# IE falls below 69% market share, Firefox climbs above 21%



## RootbeaR (Dec 9, 2006)

"...it is worth the note that IE6 achieved during the week market share numbers of about 28% during the week and about 21% on weekends in early 2008. In December, these numbers were down to about 20% during the week and 15% on weekends."
http://www.tgdaily.com/html_tmp/content-view-40800-113.html


----------



## tomdkat (May 6, 2006)

The company I work for standardizes on IE as the browser for us to use but I don't use it much at all. I use Firefox, Opera, and Google Chrome for 99% of web browsing (I use IE 1% of the time, mainly to do testing of sites I'm troublehooting) and for accessing internal company websites. There is only one internal site I use IE for since there's something funky with the AJAX scripting that works only in IE.

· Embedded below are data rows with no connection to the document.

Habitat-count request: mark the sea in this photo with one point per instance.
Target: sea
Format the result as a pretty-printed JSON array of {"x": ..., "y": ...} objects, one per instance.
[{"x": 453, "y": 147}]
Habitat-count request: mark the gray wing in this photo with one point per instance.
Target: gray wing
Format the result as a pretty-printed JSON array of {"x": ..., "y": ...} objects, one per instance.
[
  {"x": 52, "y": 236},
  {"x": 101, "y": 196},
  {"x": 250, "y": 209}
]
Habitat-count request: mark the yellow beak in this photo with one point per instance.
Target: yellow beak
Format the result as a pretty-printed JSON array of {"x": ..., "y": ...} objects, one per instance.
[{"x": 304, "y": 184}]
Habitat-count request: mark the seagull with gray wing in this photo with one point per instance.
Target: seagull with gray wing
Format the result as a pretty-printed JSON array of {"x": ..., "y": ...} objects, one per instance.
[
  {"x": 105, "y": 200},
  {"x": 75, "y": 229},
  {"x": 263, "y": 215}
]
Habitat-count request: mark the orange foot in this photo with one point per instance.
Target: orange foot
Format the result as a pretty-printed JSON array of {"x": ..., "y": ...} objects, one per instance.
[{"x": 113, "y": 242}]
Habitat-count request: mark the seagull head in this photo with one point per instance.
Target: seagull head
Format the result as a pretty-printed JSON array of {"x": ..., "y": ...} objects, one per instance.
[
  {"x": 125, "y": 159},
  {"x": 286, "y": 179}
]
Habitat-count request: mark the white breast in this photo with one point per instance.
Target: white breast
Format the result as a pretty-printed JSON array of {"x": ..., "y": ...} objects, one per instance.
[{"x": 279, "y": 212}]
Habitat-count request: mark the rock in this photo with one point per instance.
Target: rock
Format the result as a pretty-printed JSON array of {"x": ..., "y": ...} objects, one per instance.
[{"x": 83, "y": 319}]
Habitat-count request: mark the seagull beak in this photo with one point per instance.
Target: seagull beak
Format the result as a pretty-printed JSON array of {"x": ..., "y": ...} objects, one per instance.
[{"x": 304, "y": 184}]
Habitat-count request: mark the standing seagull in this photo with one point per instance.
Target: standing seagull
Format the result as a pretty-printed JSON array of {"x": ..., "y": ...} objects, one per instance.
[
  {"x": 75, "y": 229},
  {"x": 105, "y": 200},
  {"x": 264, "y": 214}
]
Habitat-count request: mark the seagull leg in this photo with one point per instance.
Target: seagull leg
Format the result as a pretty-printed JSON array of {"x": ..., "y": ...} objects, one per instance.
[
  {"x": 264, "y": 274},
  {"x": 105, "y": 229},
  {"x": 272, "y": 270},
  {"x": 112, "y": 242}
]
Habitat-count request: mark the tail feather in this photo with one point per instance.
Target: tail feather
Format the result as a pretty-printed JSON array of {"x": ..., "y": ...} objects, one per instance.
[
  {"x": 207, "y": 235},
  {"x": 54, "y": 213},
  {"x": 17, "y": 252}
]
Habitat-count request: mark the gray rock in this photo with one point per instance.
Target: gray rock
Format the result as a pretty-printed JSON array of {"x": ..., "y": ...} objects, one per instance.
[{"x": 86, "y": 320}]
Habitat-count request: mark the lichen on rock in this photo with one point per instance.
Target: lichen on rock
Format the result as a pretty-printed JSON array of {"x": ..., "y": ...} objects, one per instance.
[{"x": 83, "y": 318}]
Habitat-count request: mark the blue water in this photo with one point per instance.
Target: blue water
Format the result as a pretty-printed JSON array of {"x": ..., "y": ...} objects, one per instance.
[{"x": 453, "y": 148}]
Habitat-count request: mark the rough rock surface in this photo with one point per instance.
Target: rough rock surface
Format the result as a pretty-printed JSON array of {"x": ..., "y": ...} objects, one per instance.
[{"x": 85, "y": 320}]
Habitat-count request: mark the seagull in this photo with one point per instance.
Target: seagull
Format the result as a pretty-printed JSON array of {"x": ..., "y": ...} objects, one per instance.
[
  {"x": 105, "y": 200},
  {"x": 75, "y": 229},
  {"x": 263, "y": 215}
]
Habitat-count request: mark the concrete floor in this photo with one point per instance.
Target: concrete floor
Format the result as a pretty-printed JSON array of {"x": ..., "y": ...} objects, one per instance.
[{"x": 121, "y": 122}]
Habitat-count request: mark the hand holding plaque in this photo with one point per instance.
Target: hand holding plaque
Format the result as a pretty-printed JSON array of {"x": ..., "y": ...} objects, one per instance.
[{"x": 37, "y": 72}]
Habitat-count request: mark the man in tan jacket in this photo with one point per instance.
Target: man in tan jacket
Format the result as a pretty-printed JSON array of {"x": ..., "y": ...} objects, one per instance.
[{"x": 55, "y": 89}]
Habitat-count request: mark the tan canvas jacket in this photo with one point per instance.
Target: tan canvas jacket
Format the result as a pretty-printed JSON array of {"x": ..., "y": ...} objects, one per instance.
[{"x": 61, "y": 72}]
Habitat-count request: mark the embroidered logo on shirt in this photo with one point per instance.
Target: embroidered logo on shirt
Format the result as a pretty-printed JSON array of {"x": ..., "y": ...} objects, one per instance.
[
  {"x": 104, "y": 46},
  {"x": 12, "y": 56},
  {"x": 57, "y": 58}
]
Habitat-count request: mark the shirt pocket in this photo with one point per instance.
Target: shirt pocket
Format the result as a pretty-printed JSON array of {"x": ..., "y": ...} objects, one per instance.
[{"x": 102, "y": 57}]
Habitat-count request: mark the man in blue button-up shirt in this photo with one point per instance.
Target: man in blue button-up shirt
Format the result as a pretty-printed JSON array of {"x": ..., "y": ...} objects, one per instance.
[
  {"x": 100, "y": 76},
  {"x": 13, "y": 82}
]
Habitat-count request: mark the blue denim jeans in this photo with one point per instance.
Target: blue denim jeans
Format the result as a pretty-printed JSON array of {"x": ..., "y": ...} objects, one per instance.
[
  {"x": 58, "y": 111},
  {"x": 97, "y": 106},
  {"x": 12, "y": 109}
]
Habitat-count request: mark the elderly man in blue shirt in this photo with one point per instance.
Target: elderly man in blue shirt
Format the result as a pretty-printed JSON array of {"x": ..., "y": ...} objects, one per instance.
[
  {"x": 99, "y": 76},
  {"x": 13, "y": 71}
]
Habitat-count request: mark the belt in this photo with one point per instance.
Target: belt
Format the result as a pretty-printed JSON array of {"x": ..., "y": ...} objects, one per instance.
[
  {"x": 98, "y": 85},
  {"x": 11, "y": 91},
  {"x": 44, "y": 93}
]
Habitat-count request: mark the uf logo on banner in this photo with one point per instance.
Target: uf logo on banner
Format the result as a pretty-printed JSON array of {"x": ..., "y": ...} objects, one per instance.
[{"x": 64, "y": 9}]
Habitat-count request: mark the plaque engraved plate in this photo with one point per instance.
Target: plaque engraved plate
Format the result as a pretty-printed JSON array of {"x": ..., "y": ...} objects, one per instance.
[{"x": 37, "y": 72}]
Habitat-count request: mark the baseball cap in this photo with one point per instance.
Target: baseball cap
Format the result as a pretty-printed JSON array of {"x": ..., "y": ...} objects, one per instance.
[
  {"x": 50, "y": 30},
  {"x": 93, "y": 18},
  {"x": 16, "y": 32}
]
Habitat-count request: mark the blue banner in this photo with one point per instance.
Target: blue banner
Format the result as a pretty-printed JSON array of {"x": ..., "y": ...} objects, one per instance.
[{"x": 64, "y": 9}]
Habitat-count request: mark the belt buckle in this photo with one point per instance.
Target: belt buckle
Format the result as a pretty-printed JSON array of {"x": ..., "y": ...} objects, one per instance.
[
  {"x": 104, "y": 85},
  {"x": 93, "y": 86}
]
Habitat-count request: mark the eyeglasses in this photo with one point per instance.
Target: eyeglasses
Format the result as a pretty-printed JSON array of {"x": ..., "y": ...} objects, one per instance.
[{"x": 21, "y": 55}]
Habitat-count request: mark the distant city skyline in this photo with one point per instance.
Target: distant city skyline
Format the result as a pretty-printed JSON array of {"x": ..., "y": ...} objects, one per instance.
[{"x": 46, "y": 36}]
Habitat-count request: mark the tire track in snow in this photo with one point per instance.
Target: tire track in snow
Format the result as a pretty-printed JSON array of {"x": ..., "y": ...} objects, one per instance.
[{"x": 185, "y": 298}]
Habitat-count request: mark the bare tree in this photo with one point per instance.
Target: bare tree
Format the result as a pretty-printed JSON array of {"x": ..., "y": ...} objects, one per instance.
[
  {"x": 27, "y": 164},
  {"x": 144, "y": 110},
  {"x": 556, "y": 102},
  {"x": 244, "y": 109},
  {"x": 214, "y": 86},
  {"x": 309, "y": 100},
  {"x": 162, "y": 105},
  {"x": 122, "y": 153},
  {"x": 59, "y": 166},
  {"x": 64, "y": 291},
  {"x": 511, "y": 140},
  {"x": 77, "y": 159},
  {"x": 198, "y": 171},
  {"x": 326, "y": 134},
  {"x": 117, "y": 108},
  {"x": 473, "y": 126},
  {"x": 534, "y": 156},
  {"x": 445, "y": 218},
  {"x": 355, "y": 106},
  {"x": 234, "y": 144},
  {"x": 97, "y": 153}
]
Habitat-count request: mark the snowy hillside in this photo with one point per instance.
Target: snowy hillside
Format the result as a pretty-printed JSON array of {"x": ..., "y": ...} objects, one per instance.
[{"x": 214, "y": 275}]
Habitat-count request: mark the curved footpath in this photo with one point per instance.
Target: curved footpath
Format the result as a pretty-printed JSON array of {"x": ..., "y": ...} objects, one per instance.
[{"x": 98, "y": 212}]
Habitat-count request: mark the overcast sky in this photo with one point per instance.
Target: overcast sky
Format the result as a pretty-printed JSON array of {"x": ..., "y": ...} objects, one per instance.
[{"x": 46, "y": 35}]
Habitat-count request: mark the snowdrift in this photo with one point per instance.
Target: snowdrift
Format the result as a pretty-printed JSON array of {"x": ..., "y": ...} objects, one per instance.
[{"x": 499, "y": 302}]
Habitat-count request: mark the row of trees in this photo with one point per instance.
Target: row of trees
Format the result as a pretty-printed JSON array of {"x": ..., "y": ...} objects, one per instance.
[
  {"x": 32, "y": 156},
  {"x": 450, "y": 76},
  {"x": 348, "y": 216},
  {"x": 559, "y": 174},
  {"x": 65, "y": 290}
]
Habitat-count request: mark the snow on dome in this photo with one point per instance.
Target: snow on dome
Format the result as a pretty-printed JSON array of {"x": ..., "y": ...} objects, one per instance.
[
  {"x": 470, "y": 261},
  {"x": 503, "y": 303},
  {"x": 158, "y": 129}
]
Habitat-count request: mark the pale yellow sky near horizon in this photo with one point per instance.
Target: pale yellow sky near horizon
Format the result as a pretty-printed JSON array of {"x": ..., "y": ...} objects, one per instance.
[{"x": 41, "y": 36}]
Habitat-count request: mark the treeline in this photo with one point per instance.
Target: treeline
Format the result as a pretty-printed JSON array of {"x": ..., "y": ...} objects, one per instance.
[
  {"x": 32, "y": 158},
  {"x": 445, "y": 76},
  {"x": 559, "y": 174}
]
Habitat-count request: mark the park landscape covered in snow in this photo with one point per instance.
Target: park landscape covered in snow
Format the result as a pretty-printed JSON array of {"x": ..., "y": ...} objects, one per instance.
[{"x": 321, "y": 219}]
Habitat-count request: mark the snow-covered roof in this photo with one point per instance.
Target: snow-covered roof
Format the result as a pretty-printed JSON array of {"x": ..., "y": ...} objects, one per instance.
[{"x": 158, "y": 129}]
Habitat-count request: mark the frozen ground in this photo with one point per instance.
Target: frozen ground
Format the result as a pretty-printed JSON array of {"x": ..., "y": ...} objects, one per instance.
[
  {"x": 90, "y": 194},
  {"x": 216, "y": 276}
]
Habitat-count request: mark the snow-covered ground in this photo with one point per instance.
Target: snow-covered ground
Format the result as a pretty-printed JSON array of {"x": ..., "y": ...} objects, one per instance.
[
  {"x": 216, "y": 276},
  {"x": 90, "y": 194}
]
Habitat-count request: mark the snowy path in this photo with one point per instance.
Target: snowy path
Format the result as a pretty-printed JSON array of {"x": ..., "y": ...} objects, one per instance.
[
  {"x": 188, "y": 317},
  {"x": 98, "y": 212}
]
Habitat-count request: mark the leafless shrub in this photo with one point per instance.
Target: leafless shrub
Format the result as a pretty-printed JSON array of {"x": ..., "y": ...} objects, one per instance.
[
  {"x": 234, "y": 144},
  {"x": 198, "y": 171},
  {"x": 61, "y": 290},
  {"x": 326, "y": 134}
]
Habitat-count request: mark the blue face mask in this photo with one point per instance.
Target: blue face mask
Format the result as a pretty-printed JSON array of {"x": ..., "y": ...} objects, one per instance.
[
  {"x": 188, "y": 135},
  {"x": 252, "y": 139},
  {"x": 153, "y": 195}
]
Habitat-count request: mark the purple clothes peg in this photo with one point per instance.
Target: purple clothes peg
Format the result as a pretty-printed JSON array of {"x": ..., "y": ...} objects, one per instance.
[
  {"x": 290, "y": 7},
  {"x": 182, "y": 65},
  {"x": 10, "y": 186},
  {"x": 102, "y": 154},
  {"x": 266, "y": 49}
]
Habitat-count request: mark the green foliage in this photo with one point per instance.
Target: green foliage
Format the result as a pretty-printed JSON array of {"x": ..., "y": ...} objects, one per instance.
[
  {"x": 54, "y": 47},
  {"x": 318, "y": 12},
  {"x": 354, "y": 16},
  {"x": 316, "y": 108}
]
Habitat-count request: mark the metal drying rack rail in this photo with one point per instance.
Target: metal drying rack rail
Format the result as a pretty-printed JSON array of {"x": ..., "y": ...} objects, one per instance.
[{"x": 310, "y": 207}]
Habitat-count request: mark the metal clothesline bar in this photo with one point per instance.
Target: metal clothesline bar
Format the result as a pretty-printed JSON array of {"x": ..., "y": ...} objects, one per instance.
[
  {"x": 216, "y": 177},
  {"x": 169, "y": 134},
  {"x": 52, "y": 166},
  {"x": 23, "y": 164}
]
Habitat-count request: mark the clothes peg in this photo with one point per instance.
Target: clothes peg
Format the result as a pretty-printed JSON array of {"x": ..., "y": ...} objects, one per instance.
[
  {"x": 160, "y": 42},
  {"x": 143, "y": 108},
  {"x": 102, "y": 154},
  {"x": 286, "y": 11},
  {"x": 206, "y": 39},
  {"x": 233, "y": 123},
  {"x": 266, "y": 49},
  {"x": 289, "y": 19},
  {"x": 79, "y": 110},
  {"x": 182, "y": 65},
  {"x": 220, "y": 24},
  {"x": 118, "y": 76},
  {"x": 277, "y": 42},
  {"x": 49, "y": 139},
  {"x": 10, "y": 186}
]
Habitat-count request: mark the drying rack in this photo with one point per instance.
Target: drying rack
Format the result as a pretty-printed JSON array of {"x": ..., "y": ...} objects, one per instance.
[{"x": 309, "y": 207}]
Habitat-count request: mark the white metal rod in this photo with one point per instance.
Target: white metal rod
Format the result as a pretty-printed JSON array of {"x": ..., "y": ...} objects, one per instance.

I found the IE usage numbers to varying during the week and weekend to be interesting. 

Peace...


----------



## JohnWill (Oct 19, 2002)

I use IE to access Microsoft sites.


----------



## TechGuy (Feb 12, 1999)

I'm with John -- I use IE only for Microsoft sites. I use Chrome for everything else. 

How long will it take before Chrome starts to eat away at Firefox's market share?


----------



## ekim68 (Jul 8, 2003)

I was wondering that, too...Google has had a large part in support for Firefox, but now it has a son to support...


----------



## JohnWill (Oct 19, 2002)

TechGuy said:


> How long will it take before Chrome starts to eat away at Firefox's market share?


They need to start supporting browser extensions before they will significantly impact FF IMO. I love all the extensibility that I get with FF, and I can't imagine giving that up.


----------